La procédure de traitement comprend plusieurs étapes pour assurer la meilleure qualité possible des données :
– Visualisation balise par balise pour supprimer les profils aberrants, que cela concerne la localisation ou les données environnementales comme pour l’exemple de la Figure 10.
– Ajustement de la salinité (Figure 11). Ces corrections sont basées sur des comparaisons avec des profils CTD historiques et des données Argo (flotteurs, gliders, drifters…). On recherche des coefficients de calibration d’un polynôme de degré un à appliquer pour chaque CTD afin que les profils correspondent aux profils de références.
– Ajustement de la température quand c’est possible. En pratique, c’est uniquement possible dans le cas où les éléphants de mer se dirigeraient vers des eaux avec présence de glace de mer, ce qui permet d’utiliser la température de congélation comme référence.
– Contrôle qualité des données ajustées (Figure 12): en utilisant 1) l’anomalie de hauteur d’eau de 20 à 500 dbar, 2) la localisation spatiale et temporelle des profils « éléphants de mer » et 3) la World Ocean Database pour la période allant 2000 à 2013 (Roquet et al. 2014).
CTD SRDL haute résolution
Les balises évoluent avec la technologie. Ainsi, le stockage des données au sein de chaque appareil est de plus en plus grand. Par exemple, au début du programme chaque profil « basse résolution » était résumé en douze points. Aujourd’hui il en compte seize à vingt-cinq.
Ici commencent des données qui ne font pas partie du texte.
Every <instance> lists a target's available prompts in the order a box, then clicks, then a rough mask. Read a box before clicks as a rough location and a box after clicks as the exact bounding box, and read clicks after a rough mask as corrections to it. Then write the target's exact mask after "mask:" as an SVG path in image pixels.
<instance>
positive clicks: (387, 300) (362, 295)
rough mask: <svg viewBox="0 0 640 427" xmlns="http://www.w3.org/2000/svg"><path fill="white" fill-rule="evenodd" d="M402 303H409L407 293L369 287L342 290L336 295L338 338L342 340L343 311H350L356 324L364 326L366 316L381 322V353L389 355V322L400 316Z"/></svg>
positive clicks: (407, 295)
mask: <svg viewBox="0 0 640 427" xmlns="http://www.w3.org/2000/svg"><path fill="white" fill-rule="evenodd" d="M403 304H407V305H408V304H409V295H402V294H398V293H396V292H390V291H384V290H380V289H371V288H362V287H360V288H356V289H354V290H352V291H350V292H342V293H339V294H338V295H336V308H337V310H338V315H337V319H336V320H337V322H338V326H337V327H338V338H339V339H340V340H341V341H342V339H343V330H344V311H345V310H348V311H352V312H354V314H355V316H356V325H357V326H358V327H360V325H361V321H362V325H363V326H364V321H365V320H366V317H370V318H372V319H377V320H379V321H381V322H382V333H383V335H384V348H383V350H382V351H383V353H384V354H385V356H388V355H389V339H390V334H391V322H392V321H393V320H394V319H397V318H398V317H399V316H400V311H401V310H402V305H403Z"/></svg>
Depuis 2011, le Sea Mammals Research Unit a mis en place les balises CTD SRDL haute résolution. En plus de transmettre les profils via Argos, la balise enregistre la totalité des données récoltées. Il devient possible de télécharger tous les profils enregistrés si la balise est récupérée. On passe de 8 profils par jour résumé en seize points à soixante profils échantillonnés à la seconde, ce qui fait environ 1200 points par plongée (Figure 13).
Les TDR
Depuis 2008, notre équipe déploie les Time Depth Recording (MK9, MK10 fast-loc, accéléromètre et magnétomètre) durant la période post-reproduction sur les femelles éléphants de mer. Comme présenté dans le chapitre précédent, ces balises enregistrent la température et la lumière pendant environ deux mois à chaque seconde du trajet de l’animal et sont souvent associées à des balises CTD-SRDL. La précision des capteurs de ces balises étant moindre par rapport aux CTD-SRDL, nous avons décidé d’utiliser les données de cette dernière comme références pour corriger ceux des TDR. Il faut donc associer les profils des deux balises et faire des comparaisons pour trouver des coefficients de calibration de correction pour la profondeur (Figure 15).
Résultats
Calibration
La première étape de cette étude a été, en partant du jeu de données CTD-SRDL sur les éléphants de mer, de mettre en place un système de calibration des données de température et de salinité. L’idée est d’utiliser les connaissances océanographiques (Park et al. 2008; Meredith et al. 2011) et les procédures de validation existantes (Durand et Reverdin 2005; Charrassin et al. 2010; Guinet et al. 2013) pour créer un outil fonctionnel de calibration, de correction et de mise en forme des données collectées par ces animaux marins.
La référence pour la création des scripts a été les données basse résolution des CTDSRDL. Par la suite, il a fallu adapter les scripts pour qu’ils fonctionnent, quel que soit le type de balise et l’année de déploiement. L’objectif étant d’avoir un processus centralisé. L’ensemble des données comprend les profils de température, de salinité, de fluorescence, d’oxygène et de lumière en fonction de la pression. Chaque profil est localisé dans l’espace et le temps. Chaque balise déployée sur un individu a été éditée et corrigée séparément, carelles ont chacune leurs spécificités en termes d’exactitude et de qualité.